For this project, the goal was to do some data exploration on text data using an unsupervised algorithm. Initially, I sought to do a much more comprehensive project exploring the condition called [hypergraphia] (https://en.wikipedia.org/wiki/Hypergraphia), said to afflict many famous writers. The disorder is characterized by an obsessive urge to write. I wanted to compare the writing styles of alleged hypergraphic authors to those contemporaries of the same genre. However, I realized that far more clinical knowledge would have been necessary to understand in which direction to go. So, instead, I decided to investigate the works of one particular writer rumored to be afflicted with hypergraphia, Edgar Allen Poe. Since Poe is known to have widely variable [themes] (https://en.wikipedia.org/wiki/Edgar_Allan_Poe#Literary_style_and_themes) in his writings, I wanted to see if there was some way to capture them. The notebook containing my code is over [here](Poe Edited.ipynb), and the accompanying slides are [here] (Poelarity.pdf).

Process

I culled 66 short stories written by Poe, which is available at Project Gutenberg. I chose to limit it to short stories for consistency in the type of documents modeled on. I used removed stop-words and used SKlearn's count vectorizer to change each story into a count vector. Next, I tried to use LDA topic modeling to find distinct topics. There's an interesting design question inherent in topic modeling: how many topics to model on? Generally, the answer is subjective, choosing however many produce what appear to be meaningful distinct topics. I wanted to try to find some method to try to "capture" the right number more objectively.

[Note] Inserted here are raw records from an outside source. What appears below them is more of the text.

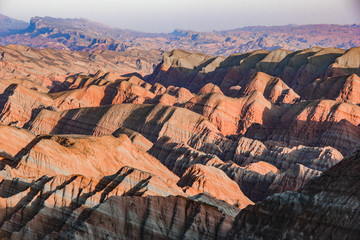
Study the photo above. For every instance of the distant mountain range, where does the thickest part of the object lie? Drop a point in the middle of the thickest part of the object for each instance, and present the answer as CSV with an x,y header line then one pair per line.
x,y
83,34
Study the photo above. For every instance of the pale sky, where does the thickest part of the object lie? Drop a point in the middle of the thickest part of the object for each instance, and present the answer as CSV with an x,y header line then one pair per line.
x,y
199,15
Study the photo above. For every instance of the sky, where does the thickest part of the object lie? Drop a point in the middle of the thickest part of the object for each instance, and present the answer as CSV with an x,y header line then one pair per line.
x,y
198,15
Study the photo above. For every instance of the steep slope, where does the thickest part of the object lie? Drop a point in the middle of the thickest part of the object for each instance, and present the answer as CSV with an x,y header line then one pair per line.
x,y
48,67
83,34
326,208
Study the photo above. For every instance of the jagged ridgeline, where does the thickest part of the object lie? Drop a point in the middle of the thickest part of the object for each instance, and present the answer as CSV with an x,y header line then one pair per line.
x,y
85,35
179,145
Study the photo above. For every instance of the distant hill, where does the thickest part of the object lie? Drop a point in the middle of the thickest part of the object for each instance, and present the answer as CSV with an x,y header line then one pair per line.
x,y
83,34
7,24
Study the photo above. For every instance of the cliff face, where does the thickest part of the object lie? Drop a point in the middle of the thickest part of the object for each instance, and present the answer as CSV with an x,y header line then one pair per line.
x,y
100,153
326,208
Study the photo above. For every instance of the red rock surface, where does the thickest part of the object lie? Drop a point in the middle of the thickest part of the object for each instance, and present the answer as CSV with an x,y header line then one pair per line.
x,y
83,34
206,179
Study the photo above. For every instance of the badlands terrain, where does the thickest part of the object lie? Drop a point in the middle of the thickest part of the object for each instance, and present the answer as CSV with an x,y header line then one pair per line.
x,y
83,34
147,144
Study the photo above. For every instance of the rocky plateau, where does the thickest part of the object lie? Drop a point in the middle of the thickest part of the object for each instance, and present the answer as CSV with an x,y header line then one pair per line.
x,y
152,144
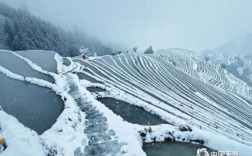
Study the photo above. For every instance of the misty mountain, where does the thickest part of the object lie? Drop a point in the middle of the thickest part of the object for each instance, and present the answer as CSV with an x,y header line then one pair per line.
x,y
20,30
238,46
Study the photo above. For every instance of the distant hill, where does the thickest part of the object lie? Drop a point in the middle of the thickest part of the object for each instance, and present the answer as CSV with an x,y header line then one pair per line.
x,y
242,45
20,30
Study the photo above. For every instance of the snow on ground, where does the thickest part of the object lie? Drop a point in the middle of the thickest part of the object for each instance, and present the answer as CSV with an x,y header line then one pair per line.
x,y
19,138
67,134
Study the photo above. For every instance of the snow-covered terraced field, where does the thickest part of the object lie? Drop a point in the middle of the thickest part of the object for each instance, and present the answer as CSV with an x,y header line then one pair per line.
x,y
179,89
187,90
208,73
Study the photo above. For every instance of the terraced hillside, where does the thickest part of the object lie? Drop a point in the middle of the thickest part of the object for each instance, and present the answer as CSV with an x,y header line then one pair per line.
x,y
108,100
186,89
212,74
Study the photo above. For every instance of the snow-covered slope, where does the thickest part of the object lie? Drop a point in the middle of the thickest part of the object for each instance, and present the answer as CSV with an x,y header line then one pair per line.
x,y
239,65
197,66
177,88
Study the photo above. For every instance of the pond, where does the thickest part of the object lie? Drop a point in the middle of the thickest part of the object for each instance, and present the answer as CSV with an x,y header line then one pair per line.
x,y
34,106
131,113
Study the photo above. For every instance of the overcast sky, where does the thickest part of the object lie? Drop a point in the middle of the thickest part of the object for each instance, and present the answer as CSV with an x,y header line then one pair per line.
x,y
190,24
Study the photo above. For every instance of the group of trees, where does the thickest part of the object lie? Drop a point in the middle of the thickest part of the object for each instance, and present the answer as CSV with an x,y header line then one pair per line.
x,y
23,31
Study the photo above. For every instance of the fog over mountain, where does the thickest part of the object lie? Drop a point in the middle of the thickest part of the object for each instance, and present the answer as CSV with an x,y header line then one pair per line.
x,y
189,24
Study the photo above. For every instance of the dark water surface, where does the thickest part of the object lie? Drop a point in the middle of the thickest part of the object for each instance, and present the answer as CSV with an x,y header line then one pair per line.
x,y
131,113
34,106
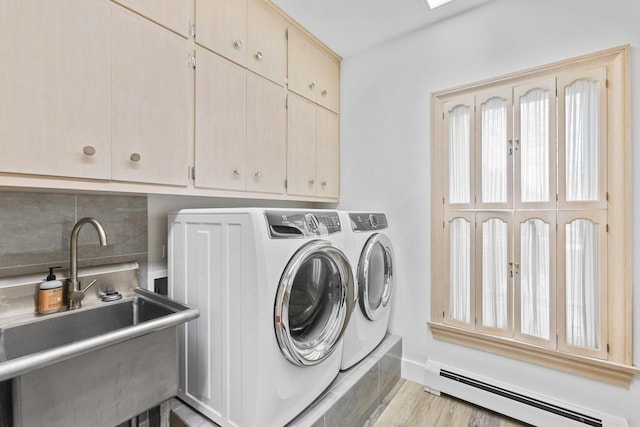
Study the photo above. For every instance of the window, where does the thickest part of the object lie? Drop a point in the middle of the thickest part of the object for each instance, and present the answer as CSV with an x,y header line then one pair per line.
x,y
530,200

So, I had the following intuition: I'd assume that an individual topic will contain a generally consistent emotive tone, calculated by TextBlob's sentiment analysis. However, different topics will generally differ from one another in emotive tone. If I were to assume too few topics, when weighing the polarity of the most common words per topic, they would not vary too much since each topic would contain so many varied words. On the other hand, if I chose too many topics, each one would be cut down to too few words to capture any significant emotive tone. So, there must be some "middle ground" where there are enough topics to capture varied sentiments yet not too many to "water down" each one. Optimizing for standard deviation, I found this to indeed be true:

Clearly, the standard deviation of topic polarity increases as more topics are added and but dips as it gets higher. The most varied model contains 12 topics, so I decided to select that as the optimal one. When looking at the most common words of the models, I found many of them to be pretty coherent. One topic included words describing death philosophically like, "long death yet spirit life soul within character condition shadow spoke thus days things feeling never lips sense memory fancy died earth god body evil"
Another had these words about art and nature, "one beauty yet art seen valley light scene young hundred character green ellison whose love sense flowers magnificent form became trees eye less sentiment color"

Future Considerations

I decided to try to come up with an optimal topic count using scores generated by TextBlob's sentiment analysis. I realize that this approach has limitations for several reasons. First, many words register as 0 on its scale as neutral, so it does not really capture too much "flavor" of any given topic. Also, as language is dynamic, it's not always to helpful to analyze a 150 year old text based on TextBlob's model, which is trained on more contemporary work. Finally, I have to confess to limited domain knowledge of Poe's writings. More background would allow me to more properly assess the meaningfulness of each topic.